Quelques jours avant idawroulha el moghrof w yorbtou une pièce de monnaie en guise de bonne foi faite aux jnouns sur un coin de foulard qui servait de tekrita,

 cette pièce servira parmi l'argent aux dépenses du Aarboune , les invitées derrière et autour, vêtue de sa tenue faddi et foulard posé sur la tête en guise de voile tombant, on lui aurait mis du henné la veille et préparé la madda à l'avance pour le harkous au lieu culte et la khana que l'on applique sur la joue ou le coin du menton des invitées, accompagnée de khalti Rmeki . 

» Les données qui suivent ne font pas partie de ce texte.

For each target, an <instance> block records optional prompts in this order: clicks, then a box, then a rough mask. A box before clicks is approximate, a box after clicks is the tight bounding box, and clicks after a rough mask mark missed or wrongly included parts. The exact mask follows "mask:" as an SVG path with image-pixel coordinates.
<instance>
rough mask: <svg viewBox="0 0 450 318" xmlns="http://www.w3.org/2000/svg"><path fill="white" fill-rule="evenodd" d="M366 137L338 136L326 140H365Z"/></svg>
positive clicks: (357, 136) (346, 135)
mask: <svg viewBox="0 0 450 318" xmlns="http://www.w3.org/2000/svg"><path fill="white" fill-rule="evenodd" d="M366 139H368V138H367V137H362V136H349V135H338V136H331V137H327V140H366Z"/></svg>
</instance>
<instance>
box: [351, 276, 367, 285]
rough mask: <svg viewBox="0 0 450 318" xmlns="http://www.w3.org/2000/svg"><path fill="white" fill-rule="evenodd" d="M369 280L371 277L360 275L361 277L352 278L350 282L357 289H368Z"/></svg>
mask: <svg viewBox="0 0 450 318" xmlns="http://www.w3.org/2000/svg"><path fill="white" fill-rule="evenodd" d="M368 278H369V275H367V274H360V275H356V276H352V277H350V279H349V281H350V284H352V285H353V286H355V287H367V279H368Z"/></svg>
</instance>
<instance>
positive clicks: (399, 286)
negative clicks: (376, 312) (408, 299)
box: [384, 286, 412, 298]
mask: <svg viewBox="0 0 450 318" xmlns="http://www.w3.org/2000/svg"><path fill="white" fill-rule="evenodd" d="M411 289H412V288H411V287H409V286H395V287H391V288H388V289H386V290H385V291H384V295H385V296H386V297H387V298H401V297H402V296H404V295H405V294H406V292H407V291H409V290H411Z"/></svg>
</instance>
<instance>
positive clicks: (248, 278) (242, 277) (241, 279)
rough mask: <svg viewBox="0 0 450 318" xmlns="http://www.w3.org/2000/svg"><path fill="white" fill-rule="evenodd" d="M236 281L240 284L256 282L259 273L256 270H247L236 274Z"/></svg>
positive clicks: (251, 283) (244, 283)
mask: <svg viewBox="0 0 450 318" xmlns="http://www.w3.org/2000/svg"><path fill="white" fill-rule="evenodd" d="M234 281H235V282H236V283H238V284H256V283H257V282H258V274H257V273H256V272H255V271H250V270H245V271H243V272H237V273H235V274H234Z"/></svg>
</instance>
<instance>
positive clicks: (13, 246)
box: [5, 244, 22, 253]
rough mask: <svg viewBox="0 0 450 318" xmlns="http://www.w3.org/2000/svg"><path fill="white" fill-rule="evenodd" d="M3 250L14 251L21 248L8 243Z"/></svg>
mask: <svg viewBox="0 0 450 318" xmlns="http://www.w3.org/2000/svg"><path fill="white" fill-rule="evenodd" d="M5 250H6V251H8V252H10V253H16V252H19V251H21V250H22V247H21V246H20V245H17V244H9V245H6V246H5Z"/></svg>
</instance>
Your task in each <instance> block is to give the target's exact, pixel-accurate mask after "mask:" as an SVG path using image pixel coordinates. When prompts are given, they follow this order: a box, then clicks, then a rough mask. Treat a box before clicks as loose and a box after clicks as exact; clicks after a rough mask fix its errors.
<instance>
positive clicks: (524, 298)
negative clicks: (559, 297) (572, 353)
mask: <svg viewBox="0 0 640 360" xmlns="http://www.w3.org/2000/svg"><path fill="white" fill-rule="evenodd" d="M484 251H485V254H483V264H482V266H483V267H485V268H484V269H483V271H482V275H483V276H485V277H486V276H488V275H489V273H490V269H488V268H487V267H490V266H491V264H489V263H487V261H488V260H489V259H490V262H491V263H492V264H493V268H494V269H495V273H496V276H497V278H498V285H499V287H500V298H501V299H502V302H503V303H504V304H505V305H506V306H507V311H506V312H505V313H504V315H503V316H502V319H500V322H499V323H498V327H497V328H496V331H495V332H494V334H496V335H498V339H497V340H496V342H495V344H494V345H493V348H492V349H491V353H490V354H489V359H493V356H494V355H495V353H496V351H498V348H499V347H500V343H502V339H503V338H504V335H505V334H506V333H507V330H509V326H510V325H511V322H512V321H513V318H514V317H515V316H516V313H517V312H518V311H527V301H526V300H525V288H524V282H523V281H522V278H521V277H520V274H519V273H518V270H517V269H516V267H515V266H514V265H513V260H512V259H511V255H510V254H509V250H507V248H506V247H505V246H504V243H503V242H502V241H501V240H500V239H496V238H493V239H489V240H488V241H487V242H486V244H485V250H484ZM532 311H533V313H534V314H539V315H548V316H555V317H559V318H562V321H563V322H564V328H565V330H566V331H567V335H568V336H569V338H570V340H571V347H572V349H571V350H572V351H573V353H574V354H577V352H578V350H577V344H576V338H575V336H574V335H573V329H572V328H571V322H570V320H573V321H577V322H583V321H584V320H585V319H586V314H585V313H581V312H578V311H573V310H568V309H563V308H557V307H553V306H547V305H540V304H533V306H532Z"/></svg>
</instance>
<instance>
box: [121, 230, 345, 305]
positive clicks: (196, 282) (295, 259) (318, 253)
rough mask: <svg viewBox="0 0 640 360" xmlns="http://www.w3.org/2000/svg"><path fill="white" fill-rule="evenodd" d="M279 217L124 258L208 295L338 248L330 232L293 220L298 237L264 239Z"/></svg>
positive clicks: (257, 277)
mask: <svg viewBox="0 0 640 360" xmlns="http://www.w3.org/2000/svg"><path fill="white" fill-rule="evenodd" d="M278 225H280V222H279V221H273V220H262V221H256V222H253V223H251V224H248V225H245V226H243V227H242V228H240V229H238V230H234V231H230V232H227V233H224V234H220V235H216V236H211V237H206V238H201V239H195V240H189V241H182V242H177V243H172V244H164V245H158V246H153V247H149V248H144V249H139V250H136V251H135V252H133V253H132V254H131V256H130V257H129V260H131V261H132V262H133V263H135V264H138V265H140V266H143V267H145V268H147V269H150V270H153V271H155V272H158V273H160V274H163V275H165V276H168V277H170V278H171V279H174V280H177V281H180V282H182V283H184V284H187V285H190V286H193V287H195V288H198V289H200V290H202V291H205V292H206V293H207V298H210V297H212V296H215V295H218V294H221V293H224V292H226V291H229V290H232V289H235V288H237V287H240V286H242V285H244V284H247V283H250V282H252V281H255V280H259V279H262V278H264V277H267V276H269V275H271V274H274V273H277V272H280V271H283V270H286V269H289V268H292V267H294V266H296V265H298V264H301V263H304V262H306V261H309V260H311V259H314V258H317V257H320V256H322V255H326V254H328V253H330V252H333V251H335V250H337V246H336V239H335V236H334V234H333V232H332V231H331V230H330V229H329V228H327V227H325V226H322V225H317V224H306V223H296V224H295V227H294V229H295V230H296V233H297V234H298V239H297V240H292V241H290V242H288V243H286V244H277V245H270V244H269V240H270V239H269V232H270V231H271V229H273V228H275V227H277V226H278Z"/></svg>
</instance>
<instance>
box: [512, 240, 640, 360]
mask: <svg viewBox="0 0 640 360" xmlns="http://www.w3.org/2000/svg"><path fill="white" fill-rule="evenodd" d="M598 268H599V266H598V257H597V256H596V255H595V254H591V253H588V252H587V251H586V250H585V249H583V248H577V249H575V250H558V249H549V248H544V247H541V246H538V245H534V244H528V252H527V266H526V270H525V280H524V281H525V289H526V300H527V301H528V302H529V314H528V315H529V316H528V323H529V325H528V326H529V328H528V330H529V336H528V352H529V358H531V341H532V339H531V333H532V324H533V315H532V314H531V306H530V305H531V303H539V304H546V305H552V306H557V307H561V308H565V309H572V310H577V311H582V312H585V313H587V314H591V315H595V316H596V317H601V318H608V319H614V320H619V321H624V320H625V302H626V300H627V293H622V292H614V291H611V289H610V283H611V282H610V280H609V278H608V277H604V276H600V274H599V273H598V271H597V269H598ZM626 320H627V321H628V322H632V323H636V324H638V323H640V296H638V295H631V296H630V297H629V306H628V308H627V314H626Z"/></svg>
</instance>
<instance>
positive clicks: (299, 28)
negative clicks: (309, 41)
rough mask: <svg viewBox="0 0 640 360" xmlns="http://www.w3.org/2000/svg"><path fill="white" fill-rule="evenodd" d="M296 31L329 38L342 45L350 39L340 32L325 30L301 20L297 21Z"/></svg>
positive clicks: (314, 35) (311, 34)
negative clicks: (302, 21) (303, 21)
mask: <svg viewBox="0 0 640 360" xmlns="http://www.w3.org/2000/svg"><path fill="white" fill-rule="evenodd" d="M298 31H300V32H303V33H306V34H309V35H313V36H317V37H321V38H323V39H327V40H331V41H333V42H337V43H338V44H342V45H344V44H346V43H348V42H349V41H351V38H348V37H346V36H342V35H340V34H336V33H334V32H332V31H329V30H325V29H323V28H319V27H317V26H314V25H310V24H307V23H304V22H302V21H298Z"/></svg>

Commencent alors les incantations, invocations et implorations à Dieu pour commencer, ( le3ded ) par la raissa et aux djins et wleyillah, les implorant de quitter le corps de la malade qui commencent à entrer en transe sous les bruits des bendirs, des chants rythmés impressionnants , puis prise de saccades en quelque sorte et tombe affalée au sol, on lui fait boire le cherbet, boisson des moussabines faite de ma'zhar et sucre ( eau de fleur d'oranger sucrée ), 
elle se réveille libérée des djins, la cérémonie continue bel mdih et toutes les moussabines présentes se libèrent aussi , ibardou jnounhom . Avant la cérémonie du aarboune, l'après midi se déroule fel haz maa sghar , un après midi convivial, hlou w cahwa, chweb mdadlines , dhab , kar w khounar, 

j'ai assisté des années durant fi 3rabenes grand mère hnaifa bent Hmayoud w khédija bent el Oki, Horia Chaker, cousine à maman et Farida Farès née Berzane , petite fille  Zoubaiba Chaker tante à maman, khalti Badiaa bent el matmati et sa maman, ,née Garadelli cousins et cousines germaines de grand père Tahar  Riffi et khalti Rmeki, c'était de grandes moussabines de ma famille paternelle et maternelle, mémé Hnaifa organisait ses aarabenes à la maison et à rjel el hamra, un vécu superbe qui ne se refera plus hélas.....

Touféha


lorsque tout le monde dort, ( tosquot erjel )
Un plateau aura été préparé comportant des petites soucoupes pleines de de bonbons, dragées, benjoin, henné, flacon de parfum, touféha, bougies allumées, 3oud kméri, des roses, jasmins que
Khalti Kmeki ainsi que celles qui désirent accompagner la moussaba chez lalla rhila, pour répandre au large du haut de la falaise la touféha
touféha, offrande faite aux djins habitant la mer et les terres, faites de semoule et de miel dont ils raffolent dit on !
La touféha est répandue au large du haut de la falaise ainsi qu'autour , les lieux sont aspergés de lotion pompeia, on jette les dragées et bonbons à la mer et autour sur les terres ainsi que les fleurs et encens.
 C'est à ce moment que sortent les djins pour savourer la touféha et libèrent la malade !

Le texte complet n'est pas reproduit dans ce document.